"Clipper III" (Public Key Infrastructure): May 21, 1996
The Clinton Administration's third attempt at an encryption policy
proposal used a government-sanctioned key certification system
as an incentive to virtually impose key escrow on domestic users.
The draft proposal, "Achieving Privacy, Commerce, Security and Public
Safety in the Global Information Infrastructure" (immediately dubbed "Clipper
III"), sought to establish a "public key infrastructure" for encryption.
Broadly speaking, a public key infrastructure would have enabled users to clearly
identify the people they are communicating with and facilitated key
management, and was widely viewed as an important component of a secure and
trusted communications environment. However, the Clipper III would have
established this infrastructure at a price: All users of the public key
infrastructure would have had to ensure government access to their encryption
keys through an approved key escrow authority.
Privacy and Security Concerns
It made key escrow a precondition for participation in the public key infrastructure.
Other than law enforcement access, there was no reason for the mandatory escrow of private keys in the public key infrastructure.
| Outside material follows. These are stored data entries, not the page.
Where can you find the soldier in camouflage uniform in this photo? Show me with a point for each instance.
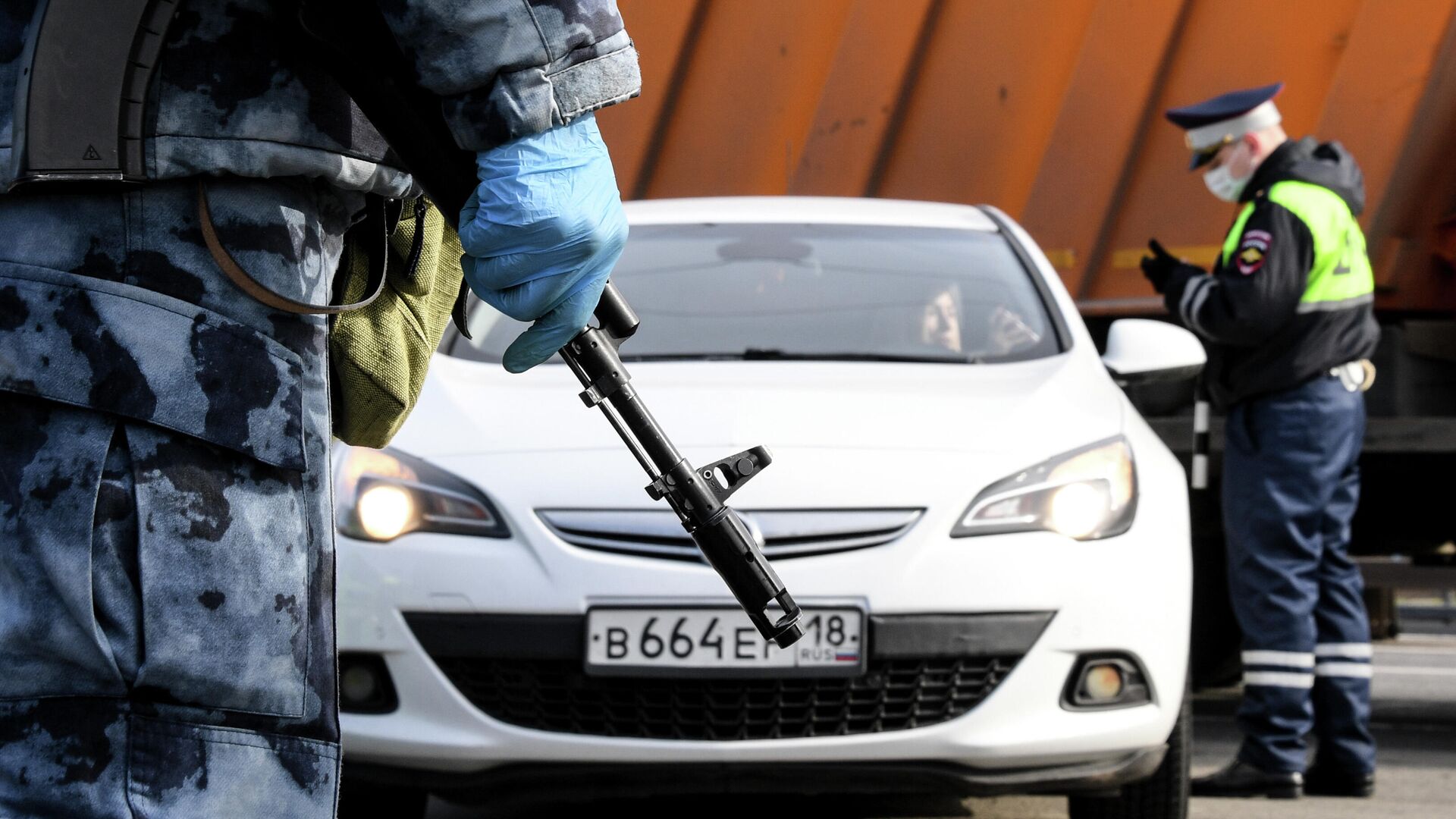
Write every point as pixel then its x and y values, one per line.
pixel 166 537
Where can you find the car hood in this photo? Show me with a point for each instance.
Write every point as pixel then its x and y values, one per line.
pixel 1031 407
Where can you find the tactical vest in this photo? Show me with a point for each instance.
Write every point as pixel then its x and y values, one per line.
pixel 1341 275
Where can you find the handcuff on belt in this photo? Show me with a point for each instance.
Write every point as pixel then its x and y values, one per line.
pixel 1354 376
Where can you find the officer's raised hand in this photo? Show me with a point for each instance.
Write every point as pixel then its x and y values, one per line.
pixel 542 232
pixel 1161 265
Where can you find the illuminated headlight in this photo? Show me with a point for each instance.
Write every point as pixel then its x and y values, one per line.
pixel 381 494
pixel 1085 494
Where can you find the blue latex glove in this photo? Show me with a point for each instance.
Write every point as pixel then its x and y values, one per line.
pixel 542 232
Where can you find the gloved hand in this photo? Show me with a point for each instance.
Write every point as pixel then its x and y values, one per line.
pixel 1159 265
pixel 542 232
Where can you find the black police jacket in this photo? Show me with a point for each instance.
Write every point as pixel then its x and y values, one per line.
pixel 1292 295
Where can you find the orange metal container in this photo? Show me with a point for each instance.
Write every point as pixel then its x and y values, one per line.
pixel 1050 110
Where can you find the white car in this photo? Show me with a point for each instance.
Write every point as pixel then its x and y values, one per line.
pixel 989 544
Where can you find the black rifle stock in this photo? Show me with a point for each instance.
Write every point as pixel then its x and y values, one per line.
pixel 362 53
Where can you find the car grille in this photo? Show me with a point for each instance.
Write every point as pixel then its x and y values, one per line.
pixel 781 534
pixel 557 695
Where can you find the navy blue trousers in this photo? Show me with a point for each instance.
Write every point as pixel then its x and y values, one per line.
pixel 1291 487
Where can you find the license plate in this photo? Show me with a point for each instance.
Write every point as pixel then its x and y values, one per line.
pixel 721 643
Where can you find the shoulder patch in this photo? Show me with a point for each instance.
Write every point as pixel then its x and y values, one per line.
pixel 1254 246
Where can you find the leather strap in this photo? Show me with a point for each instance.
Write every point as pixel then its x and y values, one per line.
pixel 270 297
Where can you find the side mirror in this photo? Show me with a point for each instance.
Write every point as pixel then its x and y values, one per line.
pixel 1147 352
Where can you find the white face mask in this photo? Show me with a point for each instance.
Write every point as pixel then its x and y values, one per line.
pixel 1223 186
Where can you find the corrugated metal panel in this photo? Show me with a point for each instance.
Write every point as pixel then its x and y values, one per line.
pixel 1049 110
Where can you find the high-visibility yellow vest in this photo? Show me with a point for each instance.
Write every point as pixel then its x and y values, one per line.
pixel 1341 275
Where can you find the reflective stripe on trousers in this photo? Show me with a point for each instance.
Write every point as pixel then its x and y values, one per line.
pixel 1291 487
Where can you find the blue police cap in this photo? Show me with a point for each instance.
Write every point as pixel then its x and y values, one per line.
pixel 1216 123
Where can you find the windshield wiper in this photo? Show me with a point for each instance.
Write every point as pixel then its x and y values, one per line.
pixel 775 354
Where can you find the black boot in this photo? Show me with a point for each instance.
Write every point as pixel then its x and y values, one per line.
pixel 1329 780
pixel 1241 779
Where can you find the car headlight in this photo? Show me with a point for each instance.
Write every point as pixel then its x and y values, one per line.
pixel 1088 493
pixel 381 494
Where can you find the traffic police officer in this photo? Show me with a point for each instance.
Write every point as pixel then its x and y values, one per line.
pixel 1288 321
pixel 166 551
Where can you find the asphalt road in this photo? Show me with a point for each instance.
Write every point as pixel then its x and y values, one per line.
pixel 1414 723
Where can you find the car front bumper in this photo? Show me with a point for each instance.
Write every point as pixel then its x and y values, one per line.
pixel 1128 594
pixel 593 781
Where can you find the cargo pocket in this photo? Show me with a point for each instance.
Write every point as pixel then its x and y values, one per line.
pixel 223 554
pixel 215 425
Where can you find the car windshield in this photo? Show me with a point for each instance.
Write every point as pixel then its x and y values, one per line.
pixel 816 292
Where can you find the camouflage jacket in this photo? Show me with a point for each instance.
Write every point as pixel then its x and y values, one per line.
pixel 234 96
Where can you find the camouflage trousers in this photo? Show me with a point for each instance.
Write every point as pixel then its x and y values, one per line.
pixel 166 539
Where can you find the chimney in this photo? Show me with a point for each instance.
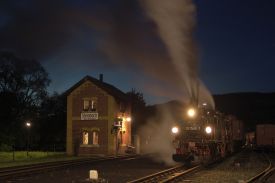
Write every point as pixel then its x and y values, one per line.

On the contrary, the essential breakthrough of public key cryptography was the ability for users to share public key information and partake fully in
authenticated, secure communications without revealing any private key information to third parties. Data recovery --
the ability to recover encrypted data if a private key is lost -- was the main rationale presented for key escrow. However,
data recovery could be done independently of the public key infrastructure if desired, and in a more secure manner.
It was not voluntary. Though participation was theoretically "voluntary," under Clipper III users would have had no choice but to
escrow their keys or forego participation in the Information Age economy. The proposal itself called the key
infrastructure a "basic and entirely essential foundation." To participate, users would need to escrow their keys; if they
chose not to participate in the KMI, users would be unable to obtain the essential certifications that the Administration
foresees as being the standard for secure electronic communications and commerce.
It targeted domestic users. While export controls have ostensibly been aimed at controlling the use of encryption by
foreign users, the Clipper III proposal was clearly aimed at domestic users of encryption.
It left international key exchange problems unresolved. Without a system of international agreements,
interoperability was at risk. The same encryption and/or authentication scheme exportable to Germany or France might not have been
be exportable to India or China in the absence of appropriate bilateral agreements. Bilateral agreements raised their own
issues: under what standards will keys be released to foreign governments, especially those with no tradition of Fourth
Amendment search and seizure protection?
It contained no key escrow privacy provisions. The Administration proposal only tangentially addressed the privacy
problems posed by key escrow systems. As others have already noted in the encryption policy debate, any key escrow
system (even if voluntary) raised issues regarding the need for: liability rules for unauthorized key disclosures by
escrow agents; standards for law enforcement access; auditing requirements for escrow agents; and guidelines for
decryption information access. Clipper III contained no such standards or guidelines.
It compromised network security by encouraging storage of private key information. Clipper III required the accumulation of private keys or other decryption information in dangerous and vulnerable points-of-failure -- the escrow agents. At the same time as it sought to design a secure infrastructure, the proposal built enormous new vulnerabilities into the system.